ADD UPDATE, 7 May 2019: Allbrook hosts one of Eastleigh’s most valuable heritage assets, but little has been done to promote its awareness. Now the council’s Local Plan threatens to degrade it further.
Allbrook Farmhouse was less than ten years old when artist Mary Beale and her husband Charles moved there in 1665 to escape the Great Plague in London. Unusually, it was Mary who earned the family’s living, from her portrait painting, while Charles supported her by managing the studio. This relationship is reflected in Mary’s ‘Essay on Friendship’, promoting equality of the sexes, also written in Allbrook.
Her self-portrait, now in the National Portrait Gallery, was painted there and it is likely that many of her sitters’ portraits were painted there too. Quite possibly they included some fairly notable people of that era. We know that Izaak Walton, friend of the poet John Donne and author of ‘The Compleat Angler’, visited her at Allbrook. The rare survival of this location where Mary Beale lived and worked adds a further historical significance to Allbrook Farmhouse well beyond that of comparable Grade II listed buildings in the Eastleigh district. Yet oddly, to the casual passer-by, it is just another old building.
History has not been kind to Mary’s former home. The Itchen Navigation, and later the railway embankment, were built within metres of it.
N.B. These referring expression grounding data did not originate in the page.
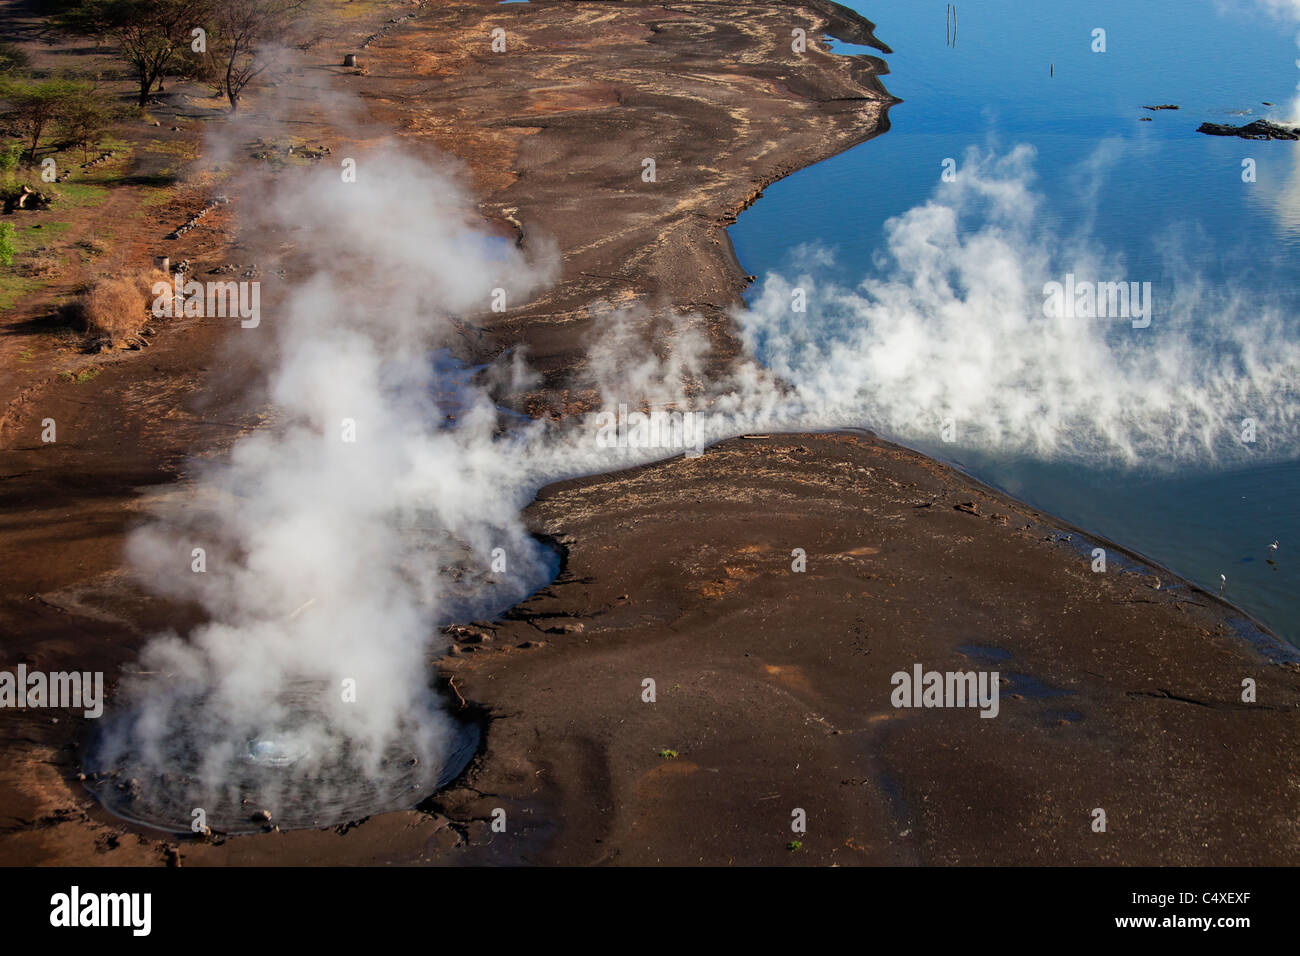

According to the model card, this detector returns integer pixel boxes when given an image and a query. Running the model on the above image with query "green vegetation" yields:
[0,75,115,194]
[786,841,802,851]
[0,142,20,176]
[658,749,678,759]
[0,42,29,76]
[60,366,102,384]
[0,78,92,159]
[0,43,124,318]
[0,222,14,266]
[60,96,118,162]
[51,182,111,208]
[139,185,173,207]
[0,1,275,334]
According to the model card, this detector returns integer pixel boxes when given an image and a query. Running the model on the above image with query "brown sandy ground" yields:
[433,433,1300,865]
[354,0,895,392]
[3,1,1297,866]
Various alterations, neglect and the 20th century theft of its entrance door have detracted from its original appearance. In 1995 it escaped being turned into a pub restaurant. The 2008 Planning Inquiry saw opposition from, among others, Sir Roy Strong and Tracey Emin but, despite the claim that Allbrook Farmhouse was the only known artist’s studio from the 17th century still existing in Britain, its immediate environment was further drastically altered. The old farmhouse is now hemmed in by a new housing estate hard up against the property. The house itself was renovated and refurbished. Whether the racking where Mary dried her canvases survived these renovations is uncertain.
The latest affront to this unique piece of Britain’s artistic heritage is the proposed building of the North Bishopstoke Link Road in Eastleigh Borough Council’s Local Plan. This road scheme would involve closing off Allbrook Hill at the bottom and re-routing traffic behind the existing houses along a new road leading to Junction 12 on the M3.
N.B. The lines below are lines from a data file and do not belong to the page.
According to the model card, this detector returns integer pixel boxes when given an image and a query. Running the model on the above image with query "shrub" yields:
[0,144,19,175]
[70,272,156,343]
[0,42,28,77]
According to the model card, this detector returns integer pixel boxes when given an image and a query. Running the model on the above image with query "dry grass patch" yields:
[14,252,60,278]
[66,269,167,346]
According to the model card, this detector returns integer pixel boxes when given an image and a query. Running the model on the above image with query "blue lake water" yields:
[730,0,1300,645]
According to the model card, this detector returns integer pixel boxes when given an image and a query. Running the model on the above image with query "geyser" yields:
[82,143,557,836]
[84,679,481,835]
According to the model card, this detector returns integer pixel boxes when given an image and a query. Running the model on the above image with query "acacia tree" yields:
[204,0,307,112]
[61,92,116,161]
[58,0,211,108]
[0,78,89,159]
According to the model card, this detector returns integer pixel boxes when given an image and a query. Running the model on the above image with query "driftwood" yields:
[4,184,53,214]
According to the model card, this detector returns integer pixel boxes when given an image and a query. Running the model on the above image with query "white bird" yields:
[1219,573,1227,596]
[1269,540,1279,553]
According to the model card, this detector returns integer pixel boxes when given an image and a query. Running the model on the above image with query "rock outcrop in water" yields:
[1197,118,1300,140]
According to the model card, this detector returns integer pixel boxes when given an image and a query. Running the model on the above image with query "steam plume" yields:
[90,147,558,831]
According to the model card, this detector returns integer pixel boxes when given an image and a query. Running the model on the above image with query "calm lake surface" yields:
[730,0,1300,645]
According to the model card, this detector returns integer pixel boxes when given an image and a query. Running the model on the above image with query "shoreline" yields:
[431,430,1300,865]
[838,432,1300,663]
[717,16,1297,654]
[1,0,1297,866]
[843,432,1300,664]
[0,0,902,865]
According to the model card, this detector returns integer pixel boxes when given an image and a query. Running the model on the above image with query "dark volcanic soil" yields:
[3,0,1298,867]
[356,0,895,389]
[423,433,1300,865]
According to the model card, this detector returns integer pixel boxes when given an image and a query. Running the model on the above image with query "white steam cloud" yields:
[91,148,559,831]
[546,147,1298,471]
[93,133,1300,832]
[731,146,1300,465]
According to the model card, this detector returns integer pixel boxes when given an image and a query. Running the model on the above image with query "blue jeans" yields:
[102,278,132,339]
Originally conceived with a roundabout junction with Pitmore Road, it now proposes a tee junction. It appears that without the roundabout to slow it down, more and faster traffic from the motorway will then flow into the narrower section past Allbrook Farmhouse and require new signage and physical protection for the under-sized Allbrook railway bridge.
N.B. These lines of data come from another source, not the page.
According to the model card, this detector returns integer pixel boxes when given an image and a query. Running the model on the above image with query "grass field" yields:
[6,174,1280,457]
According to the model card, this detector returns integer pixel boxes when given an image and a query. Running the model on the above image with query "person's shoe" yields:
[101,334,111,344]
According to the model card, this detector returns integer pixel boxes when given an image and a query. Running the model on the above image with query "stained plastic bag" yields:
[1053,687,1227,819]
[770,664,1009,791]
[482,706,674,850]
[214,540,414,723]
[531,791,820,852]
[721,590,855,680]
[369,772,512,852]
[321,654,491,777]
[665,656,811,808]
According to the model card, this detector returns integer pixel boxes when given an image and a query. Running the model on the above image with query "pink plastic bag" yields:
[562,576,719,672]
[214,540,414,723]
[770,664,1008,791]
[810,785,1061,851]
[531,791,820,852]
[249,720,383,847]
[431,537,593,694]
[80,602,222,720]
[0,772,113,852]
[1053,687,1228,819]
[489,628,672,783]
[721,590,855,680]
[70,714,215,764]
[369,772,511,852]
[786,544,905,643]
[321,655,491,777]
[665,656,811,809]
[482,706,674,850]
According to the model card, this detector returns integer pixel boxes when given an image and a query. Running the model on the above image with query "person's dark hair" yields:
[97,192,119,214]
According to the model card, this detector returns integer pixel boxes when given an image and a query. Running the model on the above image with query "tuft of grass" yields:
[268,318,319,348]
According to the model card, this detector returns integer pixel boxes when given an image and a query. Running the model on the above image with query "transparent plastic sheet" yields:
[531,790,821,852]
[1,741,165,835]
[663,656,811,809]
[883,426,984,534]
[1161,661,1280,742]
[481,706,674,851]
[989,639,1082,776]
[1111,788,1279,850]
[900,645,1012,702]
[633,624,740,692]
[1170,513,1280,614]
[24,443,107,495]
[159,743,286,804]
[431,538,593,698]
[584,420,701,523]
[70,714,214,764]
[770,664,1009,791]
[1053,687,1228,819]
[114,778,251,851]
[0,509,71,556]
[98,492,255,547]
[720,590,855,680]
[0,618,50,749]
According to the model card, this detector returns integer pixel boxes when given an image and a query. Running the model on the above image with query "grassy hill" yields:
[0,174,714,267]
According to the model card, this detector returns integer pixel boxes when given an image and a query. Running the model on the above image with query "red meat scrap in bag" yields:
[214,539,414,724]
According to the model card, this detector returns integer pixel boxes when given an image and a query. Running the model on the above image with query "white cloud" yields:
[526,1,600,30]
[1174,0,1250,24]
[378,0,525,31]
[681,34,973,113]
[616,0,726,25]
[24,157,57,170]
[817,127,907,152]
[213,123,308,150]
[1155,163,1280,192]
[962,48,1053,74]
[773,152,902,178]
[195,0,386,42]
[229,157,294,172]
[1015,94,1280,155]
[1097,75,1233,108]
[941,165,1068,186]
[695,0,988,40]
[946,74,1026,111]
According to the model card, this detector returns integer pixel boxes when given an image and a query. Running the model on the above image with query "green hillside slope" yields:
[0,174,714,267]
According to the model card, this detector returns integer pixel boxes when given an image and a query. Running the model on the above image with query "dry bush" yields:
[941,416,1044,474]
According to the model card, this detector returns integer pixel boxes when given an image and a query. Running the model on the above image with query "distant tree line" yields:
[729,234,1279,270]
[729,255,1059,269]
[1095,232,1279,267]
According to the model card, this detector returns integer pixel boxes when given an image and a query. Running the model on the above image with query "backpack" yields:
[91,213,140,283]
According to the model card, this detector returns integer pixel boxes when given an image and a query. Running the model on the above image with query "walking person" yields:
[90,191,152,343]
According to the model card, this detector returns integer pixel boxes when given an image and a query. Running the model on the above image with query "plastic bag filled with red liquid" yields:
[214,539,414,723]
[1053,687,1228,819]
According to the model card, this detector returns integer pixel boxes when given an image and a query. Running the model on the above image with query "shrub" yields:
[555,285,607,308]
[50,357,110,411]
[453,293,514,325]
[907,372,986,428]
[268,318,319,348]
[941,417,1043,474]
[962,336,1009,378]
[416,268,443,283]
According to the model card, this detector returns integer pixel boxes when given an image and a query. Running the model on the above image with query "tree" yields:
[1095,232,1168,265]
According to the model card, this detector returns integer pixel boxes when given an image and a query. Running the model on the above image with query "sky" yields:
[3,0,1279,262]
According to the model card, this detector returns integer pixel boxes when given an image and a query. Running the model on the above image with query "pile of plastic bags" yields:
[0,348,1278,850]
Despite this, the legal requirement for an assessment of the impact on the setting of this listed building appears to have been ignored. Yet, similar to paragraph 129 of the National Planning Policy Framework (NPPF), Eastleigh’s Local Plan policy DM12 states that development within the setting of a heritage asset will only be permitted where “it does not harm or detract from the significance or special interest of the asset, and sustains and enhances its special character and qualities. The more important the asset, the greater the weight that should be accorded to this criterion.” It is hard to see how this can have been adhered to here if the ‘significance’, ‘special interest’ and ‘importance’ have not been assessed. Meanwhile the Local Plan seems almost deliberately to make no mention at all about Mary Beale.
Although its historical connection with her makes this Grade II listed building a particularly important part of Eastleigh’s heritage, this has been completely ignored by the council. While Eastleigh hosts a blue plaque in honour of comedian Benny Hill, and even a plaque to the somewhat obscure Noel Croucher, founding chairman of the Hong Kong Stock Exchange, the presence here of the pioneering 17th century artist and feminist, Mary Beale, has had no such recognition.
At a time when women like Mary Beale are seen as forerunners for the feminist movement, this is a regrettable but perhaps not unintentional omission, given the implications the current Local Plan has for her old home.
Of the eleven published Grade II listed buildings of the same period as Allbrook Farmhouse located in the Eastleigh District, only Allbrook Farmhouse has its associated history included as a specific reason for it being listed. It is doubtful if any other listed buildings in the Borough, of any period, are of such importance artistically and culturally as Allbrook Farmhouse.
Most councils would be proud of this asset, but not, it seems, Eastleigh.